Poet Hannah Cooper-Smithson created a worksheet including writing exercises to help you create your own atomic poem. Hannah also wrote a blog about her work on the project.

Fibonacci Poetry Generator

You can read and download the instruction sheet to learn how to code your own poem and use this link to open the poetry generator using ‘Trinket Python’ (see the ‘instruction sheet’ for guidance): https://trinket.io/python/c6172f29d0 

Click to download the Trinket instructions

Fibonacci Poetry

Fibonacci poems are structured according to the Fibonacci sequence, a famous series of numbers where each number is the sum of the two preceding numbers (0, 1, 1, 2, 3, 4, 8, 13…). Some Fibonacci poems have increasing numbers of words per line, while for others, it’s an increasing syllable count. You could even write a whole series of Fibonacci poems, where it’s the number of lines per poem that increases (the first poem has one line, the second poem has two lines, and so on).

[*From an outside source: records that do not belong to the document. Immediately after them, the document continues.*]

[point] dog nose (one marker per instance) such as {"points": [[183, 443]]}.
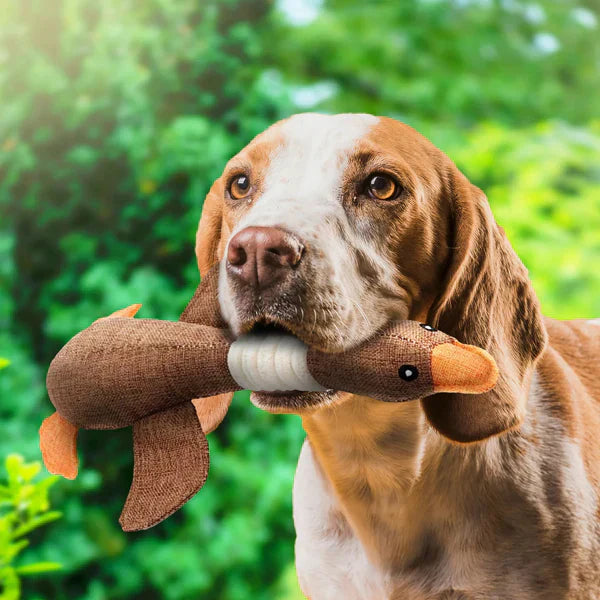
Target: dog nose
{"points": [[262, 256]]}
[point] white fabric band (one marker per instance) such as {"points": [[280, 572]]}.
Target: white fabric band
{"points": [[271, 362]]}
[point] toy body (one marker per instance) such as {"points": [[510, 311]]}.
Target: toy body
{"points": [[144, 372]]}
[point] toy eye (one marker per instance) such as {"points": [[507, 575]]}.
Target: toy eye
{"points": [[408, 372], [239, 187]]}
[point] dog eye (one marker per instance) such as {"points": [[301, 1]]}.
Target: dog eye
{"points": [[239, 187], [382, 187]]}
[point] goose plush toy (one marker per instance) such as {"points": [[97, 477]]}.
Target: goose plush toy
{"points": [[144, 373]]}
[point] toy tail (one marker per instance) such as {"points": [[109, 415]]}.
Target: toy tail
{"points": [[170, 464], [58, 443]]}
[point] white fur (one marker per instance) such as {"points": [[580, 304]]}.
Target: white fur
{"points": [[302, 192], [331, 563]]}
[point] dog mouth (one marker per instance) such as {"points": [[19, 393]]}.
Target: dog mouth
{"points": [[290, 401]]}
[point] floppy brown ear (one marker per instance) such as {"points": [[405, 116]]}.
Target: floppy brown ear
{"points": [[210, 239], [486, 300]]}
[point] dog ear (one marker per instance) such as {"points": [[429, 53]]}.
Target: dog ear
{"points": [[486, 300], [210, 238]]}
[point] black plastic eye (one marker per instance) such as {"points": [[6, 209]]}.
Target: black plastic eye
{"points": [[408, 372]]}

Click to download the worksheet to help you write your own atomic poem

Digital Cavendish

Several digital projects archive and/or explore Cavendish and her writing:
The International Margaret Cavendish Society provides a hub for newsletters, contacts, and links to Cavendish’s works.
The Digital Cavendish Project aims to make Cavendish’s writing accessible and readable for people across the web, and to compile the Complete Works of Margaret Cavendish.
Dawn of The Unread, a digital literature project, updates, mirrors and celebrates Margaret Cavendish’s story in a modern context.